|Town/Region||Sierra de las Quijadas National Park|
|Continent||Central and Latin America|
|Date||24 Jan 2014|
The common Chaco tortoise, Chelonoidis chilensis, is a burrow-nesting species found mainly in the ecoregions of Monte and Gran Chaco. To meet the historic demand for tortoises on the pet market, the species is continuously being illegally extracted from nature, as shown by the continuous seizures carried out by local authorities. The species is also threatened because of the expansion of the agricultural frontier and by competition with goats and sheep. Although the species is categorized as Vulnerable by the IUCN and is described for 12 Argentinean protected areas, baseline data on population abundances and distribution is lacking. It is therefore critical for the species conservation to investigate the performance of protected areas (PAs) in their role of protecting the Chaco tortoise. We aim to better understand the species habitat selection, the relative importance of the different threats at a local scale, and to estimate the populations’ abundance within Sierra de las Quijadas National Park. We will survey one protected area on the core of the specie distribution, and will provide baseline information, decision tools, and viability analysis of the species.

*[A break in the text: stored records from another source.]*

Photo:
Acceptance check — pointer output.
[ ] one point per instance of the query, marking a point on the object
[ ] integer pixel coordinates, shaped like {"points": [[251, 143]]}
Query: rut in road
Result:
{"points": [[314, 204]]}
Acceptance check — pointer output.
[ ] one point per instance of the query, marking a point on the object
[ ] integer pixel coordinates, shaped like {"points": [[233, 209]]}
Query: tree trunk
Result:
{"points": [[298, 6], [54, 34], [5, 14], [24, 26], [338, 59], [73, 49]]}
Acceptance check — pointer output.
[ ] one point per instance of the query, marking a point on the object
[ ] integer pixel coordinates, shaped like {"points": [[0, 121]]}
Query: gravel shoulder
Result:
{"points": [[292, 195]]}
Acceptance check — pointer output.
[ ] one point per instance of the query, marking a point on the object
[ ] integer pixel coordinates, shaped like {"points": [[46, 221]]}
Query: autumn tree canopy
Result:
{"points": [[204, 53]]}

In previous studies, we were able to understand the species climatic requirements at a regional scale and predict the species distribution over Argentina, Paraguay, and Bolivia. We now need systematic local observations of presences, absences and abundance of the tortoises at a local scale. Including variables at a regional scale (e.g. bioclimatic variables) together with local environmental variables that describe the availability of nesting sites, dispersal barriers, or influence of land use would be extremely advantageous to understand the species biology. We will obtain a high resolution map for the species probability of observation and the first quantitative evaluation of the species abundance on the studied National Park. This information will provide a powerful tool for authorities to make decisions and for detection of core areas for special protection needs. This information will help us to develop an education campaign both in local schools and with visitors to the national park, to change peoples perception of the species as a pet.